Large Chunks of Data

  • The reason I remembered these incidents is because we used to deal with huge stacks of paper as thick as the one shown in the image of the line printer on the editorial. Those printers sure made a lot of noise, but were lightning fast!

    I happen to sit next to one of these. Maybe I'm picky but after awhile with it buzzing it feels like Chinese water torture :w00t: I remember a colleague once printing hundreds of pages for a report. When I asked him about it he apologized and said he mistakenly printed a 35 page report 30 times :hehe:

    Ken

  • AndrewJacksonZA (9/17/2010)


    tim.kay (9/17/2010)A nice graphic helps - though not too busy.

    Must... resist... must... fight it... must not post...

    You mean like this:

    C'mon, it's Friday! 🙂

    Business Intelligence WIN!

  • The only practical way to report off of 5 million rows is to pull it into an OLAP cube, preferably on a different server or their local PC, and then use something like a pivot table. Most moderately powered servers can handle a request like this occasionally, but you definately don't want the reporting tool to re-query the same 5 million rows again every time the user wants to sort, filter, or pivot the data.

    "Do not seek to follow in the footsteps of the wise. Instead, seek what they sought." - Matsuo Basho

  • Our reporting tool regularly produces reports over 1,000 pages. The largest we have seen at client sites are 2,400 pages. However, these are not printed reports - that is, most clients use them through our report viewer which allows a user to quickly get to any granular detail they need - and indeed, most need that ability to hunt for one or two lines of detail.

    As well, we separate reports into two blocks; User and Executive. These reports are pretty much identical, but the Executive reports skip all the detail and just show totals and percentages.

    This all said, one thing I have learned about most reports is that as soon as you print them (if you do) they are outdated when you have applications where the source data for the report is changing all the time (as it is with our apps).

    When you are working with massive datasets, the question of "How long can a report be?" has to be contingent on whether or not you are going to print or just view report data. If its just being viewed, something like a subset of much larger data that a user can then query - the answer is infinite I guess.
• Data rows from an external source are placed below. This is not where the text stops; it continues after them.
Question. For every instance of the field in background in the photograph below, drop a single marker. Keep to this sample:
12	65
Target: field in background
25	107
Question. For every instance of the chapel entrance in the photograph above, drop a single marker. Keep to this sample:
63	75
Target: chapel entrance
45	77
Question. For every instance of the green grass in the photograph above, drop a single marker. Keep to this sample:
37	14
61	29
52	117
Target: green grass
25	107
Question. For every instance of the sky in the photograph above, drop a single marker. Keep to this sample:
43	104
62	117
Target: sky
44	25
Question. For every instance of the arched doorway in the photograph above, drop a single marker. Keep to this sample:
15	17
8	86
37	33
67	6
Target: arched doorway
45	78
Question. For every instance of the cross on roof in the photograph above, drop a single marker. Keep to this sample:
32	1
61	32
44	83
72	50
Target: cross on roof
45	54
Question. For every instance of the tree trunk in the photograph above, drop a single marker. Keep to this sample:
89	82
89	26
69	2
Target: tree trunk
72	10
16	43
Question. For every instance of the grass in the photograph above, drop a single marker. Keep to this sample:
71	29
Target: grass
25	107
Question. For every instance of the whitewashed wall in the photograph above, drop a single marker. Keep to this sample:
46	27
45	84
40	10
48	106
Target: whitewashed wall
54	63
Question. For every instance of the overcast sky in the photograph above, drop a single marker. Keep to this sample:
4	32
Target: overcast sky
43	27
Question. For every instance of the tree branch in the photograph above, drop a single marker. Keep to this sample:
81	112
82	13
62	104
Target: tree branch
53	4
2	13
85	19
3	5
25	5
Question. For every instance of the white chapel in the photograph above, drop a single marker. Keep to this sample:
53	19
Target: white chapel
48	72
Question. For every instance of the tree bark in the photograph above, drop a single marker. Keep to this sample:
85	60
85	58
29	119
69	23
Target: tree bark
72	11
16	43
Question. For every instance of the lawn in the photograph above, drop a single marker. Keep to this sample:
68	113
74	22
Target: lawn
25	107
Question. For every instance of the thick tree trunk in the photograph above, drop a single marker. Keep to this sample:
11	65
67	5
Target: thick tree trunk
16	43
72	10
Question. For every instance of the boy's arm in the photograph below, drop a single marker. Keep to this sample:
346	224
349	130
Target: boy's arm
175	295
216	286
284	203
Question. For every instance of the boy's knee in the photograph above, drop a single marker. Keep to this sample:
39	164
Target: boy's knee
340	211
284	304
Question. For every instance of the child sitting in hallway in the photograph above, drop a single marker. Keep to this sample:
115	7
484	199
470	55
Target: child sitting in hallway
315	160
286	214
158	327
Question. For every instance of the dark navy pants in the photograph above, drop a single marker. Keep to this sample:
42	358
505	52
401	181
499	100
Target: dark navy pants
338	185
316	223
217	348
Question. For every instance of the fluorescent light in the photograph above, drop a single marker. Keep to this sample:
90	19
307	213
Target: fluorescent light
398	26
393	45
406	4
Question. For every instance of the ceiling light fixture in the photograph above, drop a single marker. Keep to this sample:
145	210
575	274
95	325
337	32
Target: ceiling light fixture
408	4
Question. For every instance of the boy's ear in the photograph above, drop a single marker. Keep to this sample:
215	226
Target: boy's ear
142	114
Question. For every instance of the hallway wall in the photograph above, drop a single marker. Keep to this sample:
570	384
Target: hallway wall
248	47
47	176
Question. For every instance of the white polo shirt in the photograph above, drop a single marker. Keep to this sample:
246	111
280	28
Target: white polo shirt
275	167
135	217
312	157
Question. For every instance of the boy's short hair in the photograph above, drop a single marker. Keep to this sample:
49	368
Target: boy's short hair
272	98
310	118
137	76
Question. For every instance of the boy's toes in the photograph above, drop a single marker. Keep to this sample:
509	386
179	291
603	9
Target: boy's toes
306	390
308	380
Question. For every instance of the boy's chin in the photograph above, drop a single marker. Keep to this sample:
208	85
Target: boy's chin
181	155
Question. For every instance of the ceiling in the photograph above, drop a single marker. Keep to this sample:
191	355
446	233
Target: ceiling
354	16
    I think overall, the days of presuming that the term "report" means "printed report" are long gone. With today's often massive datasets, viewing reports as a well-presented summary of data is often the case. Not to mention one can feel good about saving a few trees in the bargain...

    There's no such thing as dumb questions, only poorly thought-out answers...
  • I think it's important to distinguish between reports which are meant to be looked at as a unit and possibly printed, as opposed to a dump of data that finance is going to use for some auditing purpose. I also have finance customers who demand reports that have a ridiculous number of rows and columns.These get exported to Excel and then they have at them. I spend no time in formatting or making anything look pretty or readable (for all they care the font can be 2 points). For these wide reports I use Crystal with a plotter printer that can essentially be infinitely wide.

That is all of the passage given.